Monday, 1 November 2010
September 19th - Chefchaouen and the curio shop
A lay in today, although you could hardly call 8 am much of a lay in...
The bladder had dragged me from the tent in the early hours, but thankfully had not impeded my ability to drift back off to sleep afterwards.
What a great feeling on waking, knowing that there wasn't a mad dash to be off anywhere. That wasn't to say that there wasn't anything to do. Laundry needed washing, bikes needed checking, and Chefchaouen needed exploring...
Allah, Hu Akbar, Alaaaaaaaaah, hu Akbaaaaaaar..
By now, this had been a familiar sound in Morocco, but here in Chefchaouen, it seemed to be coming from loudspeakers all over the hillside, and with a higher pitched harmony joining in too. A symphony of praises for sweltering heat, poverty, dusty roads, and Marijuana..

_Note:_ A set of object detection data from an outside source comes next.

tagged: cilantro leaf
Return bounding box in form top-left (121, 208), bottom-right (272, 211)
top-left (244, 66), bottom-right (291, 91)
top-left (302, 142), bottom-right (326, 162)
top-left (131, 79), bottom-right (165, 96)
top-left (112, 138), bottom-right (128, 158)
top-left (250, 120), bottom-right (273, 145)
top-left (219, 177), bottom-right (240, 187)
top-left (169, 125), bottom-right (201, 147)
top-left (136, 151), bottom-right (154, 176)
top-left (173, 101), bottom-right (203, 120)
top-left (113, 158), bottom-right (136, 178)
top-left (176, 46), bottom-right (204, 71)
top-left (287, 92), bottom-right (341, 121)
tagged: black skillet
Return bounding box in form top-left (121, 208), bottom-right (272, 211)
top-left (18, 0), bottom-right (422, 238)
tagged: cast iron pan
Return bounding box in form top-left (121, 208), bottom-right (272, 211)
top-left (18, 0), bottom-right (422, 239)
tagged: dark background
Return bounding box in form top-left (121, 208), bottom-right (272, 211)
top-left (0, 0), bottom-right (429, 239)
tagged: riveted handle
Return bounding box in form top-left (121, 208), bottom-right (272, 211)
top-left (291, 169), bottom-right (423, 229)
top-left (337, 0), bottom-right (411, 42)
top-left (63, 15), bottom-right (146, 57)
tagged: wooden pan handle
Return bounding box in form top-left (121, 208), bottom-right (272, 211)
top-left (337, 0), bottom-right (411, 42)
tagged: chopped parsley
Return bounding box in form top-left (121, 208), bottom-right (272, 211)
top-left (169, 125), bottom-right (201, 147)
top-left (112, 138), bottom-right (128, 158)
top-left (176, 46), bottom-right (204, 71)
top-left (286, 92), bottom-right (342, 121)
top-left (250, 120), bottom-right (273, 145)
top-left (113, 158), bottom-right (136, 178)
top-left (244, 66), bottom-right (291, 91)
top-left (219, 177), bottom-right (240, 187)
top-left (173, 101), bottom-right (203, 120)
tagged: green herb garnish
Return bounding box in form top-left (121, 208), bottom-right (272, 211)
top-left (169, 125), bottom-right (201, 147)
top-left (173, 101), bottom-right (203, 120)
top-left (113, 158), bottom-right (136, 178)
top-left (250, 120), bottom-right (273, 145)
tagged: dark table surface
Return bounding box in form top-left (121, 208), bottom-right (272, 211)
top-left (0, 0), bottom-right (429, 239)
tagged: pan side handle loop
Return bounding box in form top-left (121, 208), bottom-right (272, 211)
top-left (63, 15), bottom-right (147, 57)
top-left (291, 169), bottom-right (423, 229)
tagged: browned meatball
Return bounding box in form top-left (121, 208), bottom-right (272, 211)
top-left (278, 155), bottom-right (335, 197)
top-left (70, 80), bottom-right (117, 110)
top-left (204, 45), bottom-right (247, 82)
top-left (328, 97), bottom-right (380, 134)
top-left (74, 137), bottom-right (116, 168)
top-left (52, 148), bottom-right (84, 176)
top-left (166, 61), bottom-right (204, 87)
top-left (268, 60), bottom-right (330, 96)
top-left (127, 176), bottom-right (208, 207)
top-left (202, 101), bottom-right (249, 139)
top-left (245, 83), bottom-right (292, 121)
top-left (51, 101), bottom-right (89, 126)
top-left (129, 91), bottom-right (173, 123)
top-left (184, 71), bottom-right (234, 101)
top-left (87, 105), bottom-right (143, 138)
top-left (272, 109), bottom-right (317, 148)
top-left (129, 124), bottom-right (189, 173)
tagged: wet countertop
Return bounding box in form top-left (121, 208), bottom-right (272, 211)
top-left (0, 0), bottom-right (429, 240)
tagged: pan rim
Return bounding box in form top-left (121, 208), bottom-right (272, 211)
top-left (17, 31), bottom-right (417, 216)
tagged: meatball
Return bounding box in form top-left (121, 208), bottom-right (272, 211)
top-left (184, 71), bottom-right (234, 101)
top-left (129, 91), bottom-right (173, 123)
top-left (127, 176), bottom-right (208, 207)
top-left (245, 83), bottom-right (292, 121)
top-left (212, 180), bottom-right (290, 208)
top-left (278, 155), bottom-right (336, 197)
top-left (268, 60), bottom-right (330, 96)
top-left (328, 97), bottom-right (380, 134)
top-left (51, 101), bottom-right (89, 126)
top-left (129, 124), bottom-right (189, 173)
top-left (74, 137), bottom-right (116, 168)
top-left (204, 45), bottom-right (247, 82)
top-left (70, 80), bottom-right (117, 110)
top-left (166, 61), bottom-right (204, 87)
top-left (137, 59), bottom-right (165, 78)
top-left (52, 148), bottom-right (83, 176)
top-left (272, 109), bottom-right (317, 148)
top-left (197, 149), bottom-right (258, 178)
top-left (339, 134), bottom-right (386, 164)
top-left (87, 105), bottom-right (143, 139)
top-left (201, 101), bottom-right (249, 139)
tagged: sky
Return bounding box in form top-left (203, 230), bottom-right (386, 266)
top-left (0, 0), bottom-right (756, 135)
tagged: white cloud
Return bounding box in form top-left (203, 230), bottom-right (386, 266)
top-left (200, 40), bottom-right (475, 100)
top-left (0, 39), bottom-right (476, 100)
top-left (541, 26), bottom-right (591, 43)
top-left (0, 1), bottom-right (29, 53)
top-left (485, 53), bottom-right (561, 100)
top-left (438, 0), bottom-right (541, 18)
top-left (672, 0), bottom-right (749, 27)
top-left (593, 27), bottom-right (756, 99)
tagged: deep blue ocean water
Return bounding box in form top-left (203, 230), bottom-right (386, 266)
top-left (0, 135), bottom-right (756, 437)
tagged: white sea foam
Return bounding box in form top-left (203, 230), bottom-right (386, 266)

I'm all for religious differences, but I couldn't help feeling as if this was one that brainwashed it's followers into ritualistic routines, rather than allowing them freedom to praise their God in their own time and way.
Omellettas Éspanol was on the cards for breakfast again, and a baker delivering fresh unleavened bread to the cafe on site slipped me a loaf gratis! Salaam Aleikum, blessings upon him
The day was largely spent washing and drying clothes and relaxing in the sun. We had made plans to head down into town for a recce of sorts later in the afternoon, after everything was ship-shape for tomorrows haul over the mountains to Cueta, and the date with our 2pm ferry back to Spain.
The sextuplet of ignorant British sightseers on their small scramblers had vacated the campsite, and the sunny afternoons peace and quiet was only broken by the occasional faux cough, followed by a Berber face dangling a bag of grass over the wall behind us, obviously assuming that all tourists are hooked on sweet Mary Jane.
We had given up ignoring the coughs, and now all hacked in unison, like demented tuberculosis sufferers... The face soon disappeared.
The peace was soon to be broken however, by the familiar sound of Shads GS coming into sight.
Fantastic, he'd ridden non-stop from Marrakesh to get here, so bar Alan, who was still at the Riad Alma, we were all together again, and after Shad struck up camp, we wondered off down into town to explore.
Chefchaouen is a great place to wander around in, there's a happy mix of new and old wares for sale, along with a vibrant fresh produce market, and more than enough eateries to satisfy the most insatiable palette.
I was on the lookout for a gift to bring home, and not long after buying a stunning throw, got waylaid by the owner of a curio shop, who dragged me through the back alleyway to a tardis of a shop in the old Medina.
To be fair, it was all a "hard sell" ploy, and I'd bought what I needed anyway, but the place was awesome, full of rugs and other antiquities, along with a weaver making carpets and rugs to order.
We stayed and browsed the shop, more out of politeness and interest than wanting to buy anything, but it was refreshing to see another real Moroccan shop, as so many we came across had been distinctly Westernised.
Browsing done, we found a street side restaurant, and ordered the inevitable brochettes and half a chicken each. Cheap food, well cooked, not much else to say about it.
We headed back to camp, being stopped several times along they way by calls to smoke spliffs and have "good times", all of which we ignored.
The steep climb back up the hill took its toll on my chest, it had only been 5 days since the sternum and ribs parted company, and there was yet no sign of a "kiss & make-up"
We brewed hot drinks and chatted round the tents for a while, then hit the hay, tomorrow we head back to the continent, where Spain, France, and Oradour sur Glane await.